Greed is condemned in all forms, and everyone seems to feel it. After the news of Kino's find circulates, various people all start calculating how his profits can personally affect them. The doctor belatedly hurries to the side of the baby, eager to charge exorbitant fees for his assistance; the priest begins to mull pressuring Kino to donate to the church for repairs; and even the town beggars begin to anticipate Kino's generosity to them. But is Kino guilty of greed, as well? Is he reaching for too much, demanding too much, of life? He is certainly punished for attempting to have more.
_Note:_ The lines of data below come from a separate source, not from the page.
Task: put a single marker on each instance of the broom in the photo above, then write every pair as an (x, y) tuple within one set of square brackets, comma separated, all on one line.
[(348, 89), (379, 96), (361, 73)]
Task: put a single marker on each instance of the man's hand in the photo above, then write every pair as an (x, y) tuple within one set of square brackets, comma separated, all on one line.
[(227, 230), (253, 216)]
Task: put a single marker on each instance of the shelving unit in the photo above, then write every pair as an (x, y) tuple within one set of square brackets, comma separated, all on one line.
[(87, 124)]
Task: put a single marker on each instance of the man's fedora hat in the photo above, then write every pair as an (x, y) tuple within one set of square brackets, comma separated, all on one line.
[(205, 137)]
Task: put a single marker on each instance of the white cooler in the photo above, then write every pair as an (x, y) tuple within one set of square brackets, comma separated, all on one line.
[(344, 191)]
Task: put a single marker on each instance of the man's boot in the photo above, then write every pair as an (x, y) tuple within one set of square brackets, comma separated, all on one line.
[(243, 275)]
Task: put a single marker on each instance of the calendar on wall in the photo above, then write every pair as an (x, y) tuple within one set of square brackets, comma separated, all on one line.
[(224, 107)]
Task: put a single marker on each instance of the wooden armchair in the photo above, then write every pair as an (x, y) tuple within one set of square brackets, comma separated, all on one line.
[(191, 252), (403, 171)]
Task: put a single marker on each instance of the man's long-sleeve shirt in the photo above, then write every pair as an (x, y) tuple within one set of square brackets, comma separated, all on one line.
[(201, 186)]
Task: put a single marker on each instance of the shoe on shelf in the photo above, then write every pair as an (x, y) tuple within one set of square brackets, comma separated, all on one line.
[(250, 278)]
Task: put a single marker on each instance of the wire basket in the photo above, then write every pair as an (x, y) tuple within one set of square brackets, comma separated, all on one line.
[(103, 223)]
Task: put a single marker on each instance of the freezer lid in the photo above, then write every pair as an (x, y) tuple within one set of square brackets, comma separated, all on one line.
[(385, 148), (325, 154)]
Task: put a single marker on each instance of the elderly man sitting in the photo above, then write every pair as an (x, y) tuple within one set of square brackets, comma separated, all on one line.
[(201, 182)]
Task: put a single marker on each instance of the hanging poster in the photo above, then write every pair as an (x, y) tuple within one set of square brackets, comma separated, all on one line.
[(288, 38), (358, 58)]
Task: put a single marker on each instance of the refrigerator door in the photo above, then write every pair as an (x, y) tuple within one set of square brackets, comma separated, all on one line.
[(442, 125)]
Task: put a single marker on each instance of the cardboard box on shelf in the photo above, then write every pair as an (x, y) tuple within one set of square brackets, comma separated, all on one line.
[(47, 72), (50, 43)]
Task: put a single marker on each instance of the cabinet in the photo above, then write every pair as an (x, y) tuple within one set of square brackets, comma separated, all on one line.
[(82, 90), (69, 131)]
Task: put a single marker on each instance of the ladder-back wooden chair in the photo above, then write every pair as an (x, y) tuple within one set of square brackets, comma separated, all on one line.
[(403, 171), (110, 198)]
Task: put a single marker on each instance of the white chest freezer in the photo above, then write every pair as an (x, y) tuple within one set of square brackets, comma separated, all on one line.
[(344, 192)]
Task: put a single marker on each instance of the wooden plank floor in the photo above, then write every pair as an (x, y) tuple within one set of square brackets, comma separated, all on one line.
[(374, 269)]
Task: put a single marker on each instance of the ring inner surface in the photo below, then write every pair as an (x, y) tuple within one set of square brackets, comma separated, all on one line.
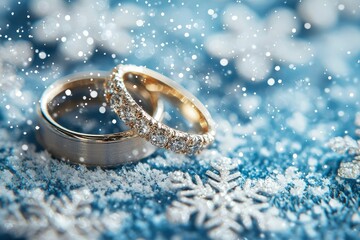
[(80, 106), (182, 113)]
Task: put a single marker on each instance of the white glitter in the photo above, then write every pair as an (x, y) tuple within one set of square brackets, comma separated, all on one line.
[(307, 25), (224, 62), (139, 23), (42, 55), (93, 94), (271, 81), (102, 109)]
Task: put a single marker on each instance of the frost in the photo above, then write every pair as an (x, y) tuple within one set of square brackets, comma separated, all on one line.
[(82, 26), (348, 145), (221, 205), (79, 208), (39, 217)]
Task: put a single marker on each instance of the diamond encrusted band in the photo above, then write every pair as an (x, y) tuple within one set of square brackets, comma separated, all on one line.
[(156, 132), (103, 150)]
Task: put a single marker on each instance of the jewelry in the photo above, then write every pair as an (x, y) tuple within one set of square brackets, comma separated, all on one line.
[(153, 130), (90, 149)]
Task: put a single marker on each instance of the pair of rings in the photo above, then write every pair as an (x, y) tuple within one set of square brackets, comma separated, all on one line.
[(136, 95)]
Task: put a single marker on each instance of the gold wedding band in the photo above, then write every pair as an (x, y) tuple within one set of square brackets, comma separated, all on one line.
[(90, 149), (150, 128)]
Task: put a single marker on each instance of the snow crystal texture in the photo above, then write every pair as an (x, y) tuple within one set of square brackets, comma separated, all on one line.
[(280, 79)]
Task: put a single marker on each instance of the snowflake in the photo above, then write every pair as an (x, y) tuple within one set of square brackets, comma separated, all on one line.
[(82, 26), (221, 205), (257, 43), (71, 217), (348, 144)]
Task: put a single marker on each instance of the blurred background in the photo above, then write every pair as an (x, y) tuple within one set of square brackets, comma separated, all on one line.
[(280, 78)]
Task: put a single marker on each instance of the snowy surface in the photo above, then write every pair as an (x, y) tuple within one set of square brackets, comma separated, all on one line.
[(280, 78)]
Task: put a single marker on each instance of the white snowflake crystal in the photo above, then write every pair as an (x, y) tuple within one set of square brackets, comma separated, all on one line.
[(256, 43), (348, 144), (221, 205)]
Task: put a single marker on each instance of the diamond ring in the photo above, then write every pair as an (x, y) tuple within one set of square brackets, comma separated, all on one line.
[(75, 93), (151, 129)]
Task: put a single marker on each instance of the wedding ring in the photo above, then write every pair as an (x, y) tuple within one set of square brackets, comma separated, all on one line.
[(90, 149), (146, 126)]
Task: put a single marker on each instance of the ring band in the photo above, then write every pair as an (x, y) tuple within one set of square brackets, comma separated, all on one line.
[(90, 149), (153, 130)]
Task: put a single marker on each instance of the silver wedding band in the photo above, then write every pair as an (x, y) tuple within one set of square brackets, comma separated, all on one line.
[(90, 149)]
I teach my students that in order to determine the themes of a text, you look at what happens to the main characters. By any interpretation, the themes of this story are bleak. Either Kino allows the pearl to give him delusions of grandeur that cause him to attempt to fly too close to the sun, and, like Icarus, tumble to his doom, or Kino is an example of how a poor, uneducated person has no chance of prevailing against the system and bettering his life in any way. Not only will he not be permitted to move up, but he will be severely punished for the attempt.
I personally believe it is the latter theme that is best supported by the text, but I don't believe it is a true statement about the condition of the American Dream in our country today. While breaking free of poverty is difficult to do and is a complex issue, I do not believe that people attempting to do so are faced with certain defeat, as Kino was. There are people who accomplish it, so it is doable.
Steinbeck, like Charles Dickens, used his writing to fight fiercely for the rights of the poor and downtrodden, and I think that the enduring nature of their works are a testament to how very effective they were.